На мгновение я теряюсь. Я и предположить не могла, что сэр Томас видит, к чему я клоню.
— Кто еще думает так же, как вы?
— Больше никто.
— Вы с кем-нибудь говорили?
— Боже сохрани! Мой первейший долг — способствовать процветанию Англии, и я думаю, что вы правы. Шотландцев следует утихомирить раз и навсегда, и сделать это лучше, когда король в безопасности за границей.
— Похоже, моя безопасность вас не заботит? — сухо интересуюсь я.

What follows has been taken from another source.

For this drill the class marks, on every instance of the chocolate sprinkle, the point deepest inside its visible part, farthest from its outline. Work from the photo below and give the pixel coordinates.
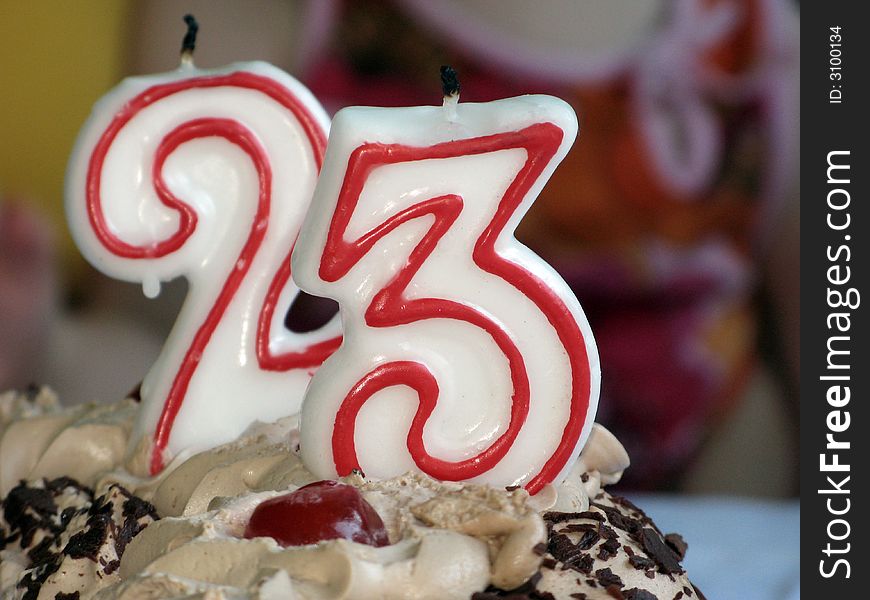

С улыбкой он делает легкий поклон.
— Вы королева! Горячо любимая, смею думать. Но королева может быть и другая. А другого короля Тюдора у нас нет.
— Вы правы, — соглашаюсь я. В самом деле, меня заменить можно. Генриха — нет. Во всяком случае, пока у нас нет сына.
Итак, сэр Томас Говард меня раскусил. Понял, что я вижу основную опасность для Англии на севере, на границе с Шотландией. Эту мысль привил мне Артур. Значит, я должна вести войско на север, а Генрих пусть наряжается в красивые доспехи и со своими приятелями отправляется во Францию, где будет что-то вроде турнира. А вот на северной границе предстоит кровавая работа, сделав которую мы обеспечим Англии безопасность на много поколений вперед. Если я хочу такой безопасности для себя, для своего нерожденного еще сына и для тех королей, которые будут после меня, я должна усмирить шотландцев.